- Born: October 2, 1874 Conway, Massachusetts, U.S.
- Died: January 21, 1936 (aged 61) Savannah, Georgia, U.S.
- Resting place: Center Cemetery, Whately, Massachusetts
- Occupation: Educator

= Hortense May Orcutt =

American educator

Hortense May Orcutt (October 2, 1874 – January 21, 1936) was an American educator and businessperson. She was the superintendent of the Kate Baldwin Free Kindergarten for twenty-five years. During her time in the role, the business grew into a popular system of kindergartens and a training school (known as the Normal Department) for kindergarten teachers, with as many as five kindergartens in operation at one time. The network educated approximately four thousand children between 1899 and 1943.

She was regarded as one of the most prominent women of Savannah, Georgia, between her arrival in 1907 and her death in 1936.

== Life and career ==
Orcutt was born in 1874, in Conway, Massachusetts, to William Baker Orcutt and Mary Ella Kingsley.
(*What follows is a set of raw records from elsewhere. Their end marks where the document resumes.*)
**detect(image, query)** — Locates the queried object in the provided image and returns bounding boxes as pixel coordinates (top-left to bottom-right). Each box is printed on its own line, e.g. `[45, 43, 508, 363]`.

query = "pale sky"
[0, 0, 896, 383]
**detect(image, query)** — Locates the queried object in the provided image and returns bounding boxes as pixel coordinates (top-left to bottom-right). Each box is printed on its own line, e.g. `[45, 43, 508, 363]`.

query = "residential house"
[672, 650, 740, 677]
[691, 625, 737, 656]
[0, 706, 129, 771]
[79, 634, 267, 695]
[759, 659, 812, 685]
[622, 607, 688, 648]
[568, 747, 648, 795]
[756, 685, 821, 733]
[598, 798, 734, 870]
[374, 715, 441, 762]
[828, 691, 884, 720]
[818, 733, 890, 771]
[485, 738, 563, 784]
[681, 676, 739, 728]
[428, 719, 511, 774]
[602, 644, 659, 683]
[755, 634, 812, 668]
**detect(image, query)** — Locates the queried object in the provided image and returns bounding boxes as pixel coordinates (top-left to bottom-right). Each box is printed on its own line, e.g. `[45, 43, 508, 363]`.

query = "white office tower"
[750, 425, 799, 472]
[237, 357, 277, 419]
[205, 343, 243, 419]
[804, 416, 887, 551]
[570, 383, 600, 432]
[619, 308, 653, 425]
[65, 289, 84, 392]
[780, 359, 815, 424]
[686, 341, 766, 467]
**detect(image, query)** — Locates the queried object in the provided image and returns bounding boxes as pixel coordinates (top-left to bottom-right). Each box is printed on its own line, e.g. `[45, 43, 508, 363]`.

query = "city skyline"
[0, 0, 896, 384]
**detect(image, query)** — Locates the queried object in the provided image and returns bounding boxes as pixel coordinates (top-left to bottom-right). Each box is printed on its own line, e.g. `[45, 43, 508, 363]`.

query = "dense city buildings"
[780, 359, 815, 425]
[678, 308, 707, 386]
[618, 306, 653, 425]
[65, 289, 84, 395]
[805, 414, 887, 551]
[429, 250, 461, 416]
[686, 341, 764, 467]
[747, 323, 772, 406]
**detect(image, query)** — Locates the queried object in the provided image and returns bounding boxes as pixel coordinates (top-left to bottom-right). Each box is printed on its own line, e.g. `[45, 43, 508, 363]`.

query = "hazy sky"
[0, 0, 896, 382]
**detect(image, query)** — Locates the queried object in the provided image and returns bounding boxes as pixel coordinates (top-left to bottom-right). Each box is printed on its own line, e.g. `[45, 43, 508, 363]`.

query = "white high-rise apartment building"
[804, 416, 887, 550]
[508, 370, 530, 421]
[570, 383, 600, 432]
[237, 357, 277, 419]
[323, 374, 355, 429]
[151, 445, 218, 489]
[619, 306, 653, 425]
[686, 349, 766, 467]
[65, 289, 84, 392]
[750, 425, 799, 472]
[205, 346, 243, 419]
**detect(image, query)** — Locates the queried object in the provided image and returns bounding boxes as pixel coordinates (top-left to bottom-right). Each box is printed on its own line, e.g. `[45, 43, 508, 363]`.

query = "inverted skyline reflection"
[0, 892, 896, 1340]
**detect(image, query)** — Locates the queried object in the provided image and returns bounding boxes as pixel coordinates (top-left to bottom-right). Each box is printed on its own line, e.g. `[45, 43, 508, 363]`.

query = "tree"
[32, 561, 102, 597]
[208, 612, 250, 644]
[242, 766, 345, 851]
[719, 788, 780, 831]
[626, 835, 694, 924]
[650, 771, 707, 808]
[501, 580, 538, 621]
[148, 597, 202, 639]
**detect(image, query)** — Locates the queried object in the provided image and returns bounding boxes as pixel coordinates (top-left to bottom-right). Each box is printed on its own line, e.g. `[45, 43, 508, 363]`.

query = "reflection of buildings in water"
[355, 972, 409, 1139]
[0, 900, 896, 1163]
Her mother died when Orcutt was nineteen years old; her father followed four years later.

She trained for kindergarten work at New York City's Ethical Culture School, and after graduating, taught in the school's psychology department.

After moving to Savannah, Georgia, in 1907, she became a member of the Girl Scout Board of Councilors and the city's chapter of the League of Women Voters.

== Death ==
Orcutt died in 1936, aged 61. Her funeral was held at Christ Church in Savannah. She was interred alongside her parents in Center Cemetery in Whately, Massachusetts.

Upon her death, the training school was discontinued, but the Baldwin family continued the East Side Kindergarten, and nine other kindergartens continued under the auspices of the public schools, a church and other organizations.